During the two weeks of training, OreANG aircraft flew 418 sorties for a total of over 426 flying hours. The ten thirsty Sabre jets, kept at nearly a 90% in-commission rate, consumed over 95,000 gallons of aviation fuel, as compared to the 1,250 gallons the pair of propeller-driven T-6 trainers did.
While the air echelon was put through its paces, members of the ground echelon did their part to make airpower happen. That story will be detailed in Part 2 of this account in the near future.

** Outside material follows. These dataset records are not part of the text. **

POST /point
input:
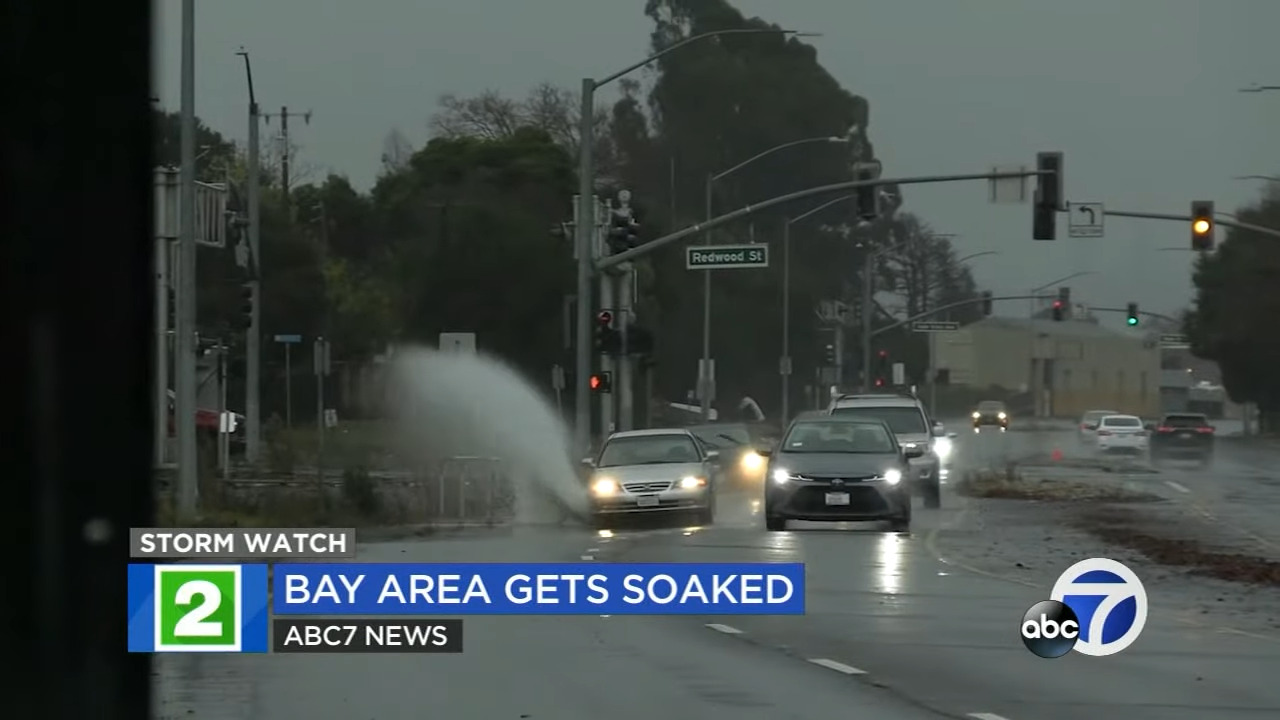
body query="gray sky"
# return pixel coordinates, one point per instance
(1141, 95)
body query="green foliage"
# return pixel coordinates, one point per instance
(1235, 304)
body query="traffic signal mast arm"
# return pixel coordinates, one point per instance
(606, 263)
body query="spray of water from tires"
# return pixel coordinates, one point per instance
(452, 405)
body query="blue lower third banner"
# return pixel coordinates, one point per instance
(179, 607)
(539, 588)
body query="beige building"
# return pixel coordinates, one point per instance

One distinguished visitor to the training was US Sixth Army Deputy Commander, Maj. Gen. William F. Dean, US Army, of Korean War fame, who inspected the training of the 882d Aviation Engineers and the Nevada Army Guardsmen. He was an advocate of the ready reserve, and remarked that his three years in a communist POW camp gave him a lot of time to think, and one thing he dwelt on was the need for a ready and capable reserve force.
Governor Len Jordan of Idaho echoed that sentiment: "We cannot hope to match, man for man, the strength of Russia and her satellites," he said. "But we can train our men to the point where their individual skills, and their ability to use equipment, can meet the weight of sheer manpower offered by Communist forces."

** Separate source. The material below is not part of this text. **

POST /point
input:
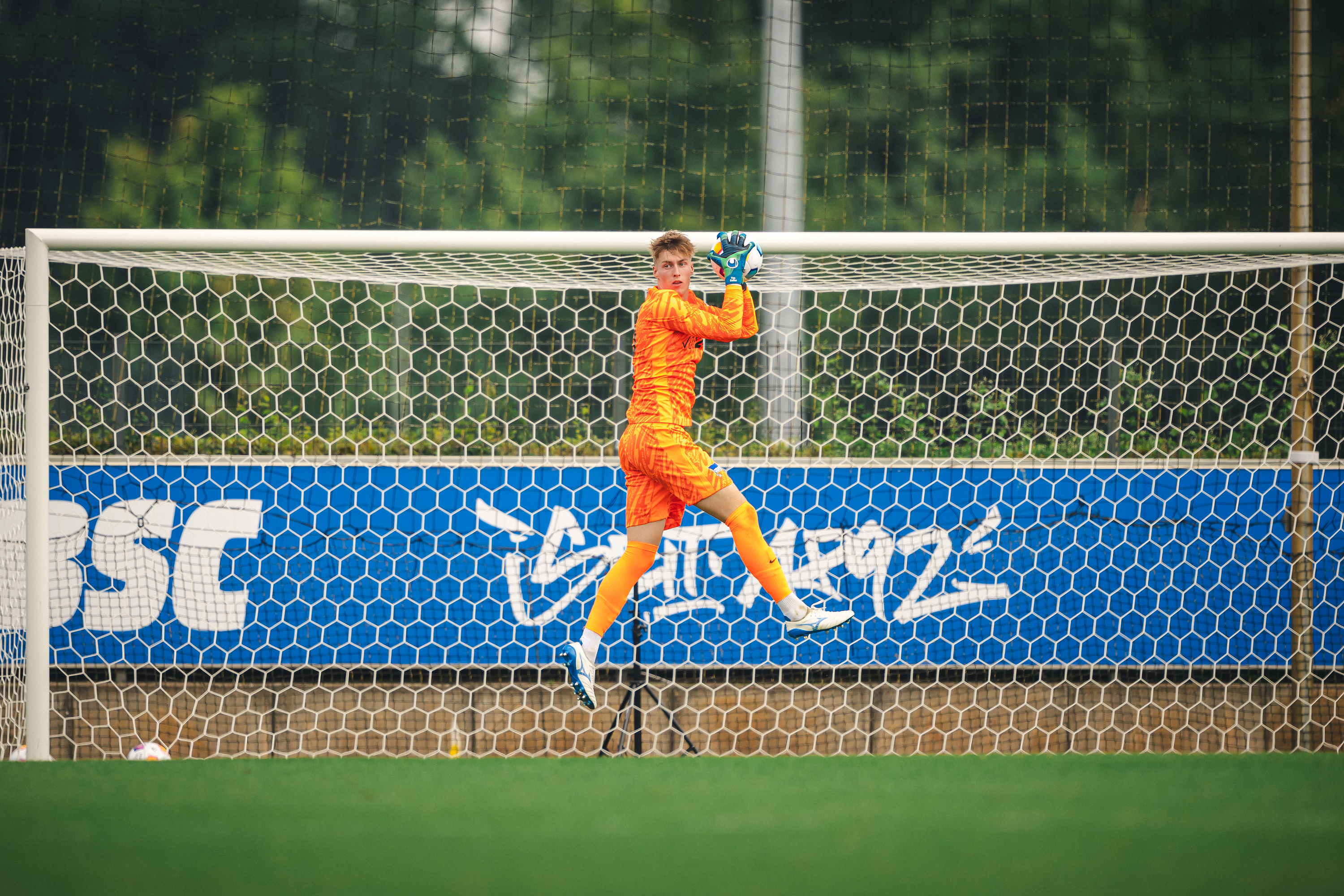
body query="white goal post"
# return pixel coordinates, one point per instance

A feature of the final week of training was the Governor's Day Review, held on the afternoon of Wednesday, June 23, as the chief executives of Oregon, Idaho, Washington and Montana, as well as many invited guests, observed the 142FIW's troop review and witnessed the wing's air review, comprised of 32 F-86 fighters, with eight from each squadron.

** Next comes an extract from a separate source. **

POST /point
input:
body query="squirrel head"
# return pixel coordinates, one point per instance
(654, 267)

After pay call on June 26 , the wing turned to preparations for departure. The main body of the OreANG Airmen departed Gowen by train at 0015 hours on June 27, and arrived at Portland's Union Station at 1345. Aircrews returned with the aircraft to Portland by 0930.
The annual training of 1954 provided great value for the Air Guardsmen of the Pacific Northwest. At the pointy end, where the jets flew, the training goals set were attained as each squadron demonstrated proficiency in Ground Control Intercept (GCI) procedures essential to Air Defense Command capabilities, air-to-air gunnery, instruments and navigation. The four squadrons assigned to the 142FIG flew 1,684 flying hours with an average in-commission rate of 92.5% for the 55 aircraft present.
Several useful training recommendations emerged from the 1954 Gowen experience. One is found in the NGB Form 52 generated by the 142FIG Commander, Lt. Col. Austin, the "Report of Completed Field Training for Units of the Air National Guard," which in a call for flexibility stated the following: "It is recommended that the training requirement for each squadron for the next field training period be determined at Group level based on the facilities available to the squadron at the home station during the training year. For example, the 190th Fighter-Interceptor Squadron has a gunnery range immediately available during the greater part of the year, but no GCI facilities.
The 186th Fighter-Interceptor Squadron had GCI facilities and uses them constantly, but has no gunnery range available. A training program requiring a certain amount of gunnery per squadron actually prevents each of these squadrons from completing the total requirement of Continental Air Command Training Directive 10-13 during the year while requiring them to complete other missions above those required by 10-13."
Oregon's 142FIG would use Gowen Field several more times for annual training, and played a vital role in making the 142FIW an efficient, well-trained, combat capable organization, ready to meet its M-Day requirement. This impact by the group on the other Pacific Northwest ANG units diminished over time as the other ANG units increased in size and capability, and as the ANG turned away from the use of such consolidated multi-unit annual training in favor of a more flexible system of accomplishing annual training requirements at home station throughout the year. But in a way, the Redhawk imprint is on them all, thanks to the role played by the 142FIG in the annual training held at Gowen Field.